To start a JupyterLab session, click the Environments tab on your workspace page. Ensure the cloud environment is in Running status and click the Environment ID of the notebook you’d like to access. This will open a JupyterLab session in a new browser window/tab, displaying the JupyterLab Launcher. It may take a minute to load.
5.1. Open a new notebook
For the purposes of this walkthrough, we’re going to use example code written in R, so click on the R logo in the list of Notebook options. This will create a new R notebook file stored on your environment’s persistent disk, and open it for editing.
Give your new notebook a meaningful name. Right-click (or control-click) on the file name (which should be Untitled.ipynb
) to open the contextual menu and select the Rename option.

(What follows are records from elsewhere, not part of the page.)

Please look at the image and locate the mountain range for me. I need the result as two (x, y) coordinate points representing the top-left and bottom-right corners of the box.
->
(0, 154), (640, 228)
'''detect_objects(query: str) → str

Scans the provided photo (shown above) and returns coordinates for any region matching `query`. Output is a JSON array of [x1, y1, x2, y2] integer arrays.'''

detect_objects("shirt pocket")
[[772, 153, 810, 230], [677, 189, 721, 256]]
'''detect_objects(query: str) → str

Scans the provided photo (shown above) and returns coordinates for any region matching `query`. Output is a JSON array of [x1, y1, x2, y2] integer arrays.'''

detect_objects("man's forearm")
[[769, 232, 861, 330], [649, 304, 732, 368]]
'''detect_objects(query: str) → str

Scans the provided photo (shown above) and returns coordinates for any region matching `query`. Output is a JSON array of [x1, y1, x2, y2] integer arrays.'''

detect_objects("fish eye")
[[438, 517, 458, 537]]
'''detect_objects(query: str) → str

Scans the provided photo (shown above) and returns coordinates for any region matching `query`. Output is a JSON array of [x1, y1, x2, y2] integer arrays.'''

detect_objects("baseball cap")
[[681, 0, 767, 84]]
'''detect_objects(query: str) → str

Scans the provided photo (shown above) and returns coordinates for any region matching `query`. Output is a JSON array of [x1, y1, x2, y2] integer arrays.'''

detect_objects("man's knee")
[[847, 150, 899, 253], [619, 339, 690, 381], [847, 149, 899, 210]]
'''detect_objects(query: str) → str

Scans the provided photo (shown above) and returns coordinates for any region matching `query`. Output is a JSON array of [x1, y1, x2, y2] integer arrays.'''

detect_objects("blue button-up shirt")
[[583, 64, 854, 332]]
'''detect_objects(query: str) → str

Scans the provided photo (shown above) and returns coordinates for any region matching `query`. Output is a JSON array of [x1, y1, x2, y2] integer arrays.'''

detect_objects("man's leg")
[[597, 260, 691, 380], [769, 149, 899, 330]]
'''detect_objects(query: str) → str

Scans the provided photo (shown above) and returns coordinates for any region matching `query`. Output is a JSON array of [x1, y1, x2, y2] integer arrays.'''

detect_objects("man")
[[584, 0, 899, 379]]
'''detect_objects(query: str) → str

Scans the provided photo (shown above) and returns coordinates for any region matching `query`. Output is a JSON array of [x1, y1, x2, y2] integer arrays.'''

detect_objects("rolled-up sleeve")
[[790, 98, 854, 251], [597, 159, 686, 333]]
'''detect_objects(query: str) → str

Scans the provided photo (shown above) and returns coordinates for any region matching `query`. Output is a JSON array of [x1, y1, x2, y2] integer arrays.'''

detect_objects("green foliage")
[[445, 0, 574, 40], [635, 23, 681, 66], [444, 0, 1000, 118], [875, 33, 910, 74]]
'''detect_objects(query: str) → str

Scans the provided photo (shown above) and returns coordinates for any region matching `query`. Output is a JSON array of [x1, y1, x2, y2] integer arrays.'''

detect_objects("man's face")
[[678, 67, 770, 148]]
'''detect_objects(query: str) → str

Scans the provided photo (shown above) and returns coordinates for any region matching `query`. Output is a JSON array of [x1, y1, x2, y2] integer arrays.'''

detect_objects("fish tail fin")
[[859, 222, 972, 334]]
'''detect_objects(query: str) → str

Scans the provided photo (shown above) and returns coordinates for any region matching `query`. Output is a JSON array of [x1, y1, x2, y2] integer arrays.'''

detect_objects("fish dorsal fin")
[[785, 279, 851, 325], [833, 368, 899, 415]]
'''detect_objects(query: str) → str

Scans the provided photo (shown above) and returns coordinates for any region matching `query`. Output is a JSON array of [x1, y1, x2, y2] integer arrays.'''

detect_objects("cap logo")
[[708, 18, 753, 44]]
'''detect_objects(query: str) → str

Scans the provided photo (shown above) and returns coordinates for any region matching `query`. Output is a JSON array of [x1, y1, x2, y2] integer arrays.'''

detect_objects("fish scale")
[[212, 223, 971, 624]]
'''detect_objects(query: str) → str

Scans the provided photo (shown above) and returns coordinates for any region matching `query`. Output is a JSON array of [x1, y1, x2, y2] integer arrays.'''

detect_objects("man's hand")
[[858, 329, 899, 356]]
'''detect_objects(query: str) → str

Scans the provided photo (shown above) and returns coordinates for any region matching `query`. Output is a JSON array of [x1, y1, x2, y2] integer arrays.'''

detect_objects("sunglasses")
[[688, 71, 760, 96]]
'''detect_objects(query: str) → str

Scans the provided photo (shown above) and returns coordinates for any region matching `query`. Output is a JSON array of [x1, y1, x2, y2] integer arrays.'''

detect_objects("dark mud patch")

You’ll find the file in the $HOME
directory, which is displayed by default in the JupyterLab file explorer (left side panel). The file explorer allows you to access and organize any files stored on the persistent disk itself, and to access resources that are mounted to your environment.
Now that you know how to create a new notebook, you won’t actually use it for the example below. Instead, you’ll open a pre-existing R notebook.
5.2. Open an existing notebook from an example repo
Next, open an existing notebook from the examples repo you added to the workspace in Step 3. This repo, workbench-examples
, was automatically cloned to the JupyterLab server when you created your cloud environment. You will find it under repos
in the file explorer (or /home/jupyter/repos
in the Terminal).
In the file navigator, double-click repos
, then workbench-examples
, then 1kgenomes_examples
. Double-click the R_1k_genomes.ipynb
file to open it.
Note
If you did not add the GitHub repo previously, you can manually rungit clone https://github.com/verily-src/workbench-examples.git
to add it to your notebook server.
6. Run an example notebook
To run the **R_1k_genomes.ipynb
notebook that walks through the computation of principal components (PCA) of genomic variant data across one chromosome from 2,504 people from The 1000 enomes project, follow these steps below:
- Open the **R_1kgenomes.ipynb **notebook.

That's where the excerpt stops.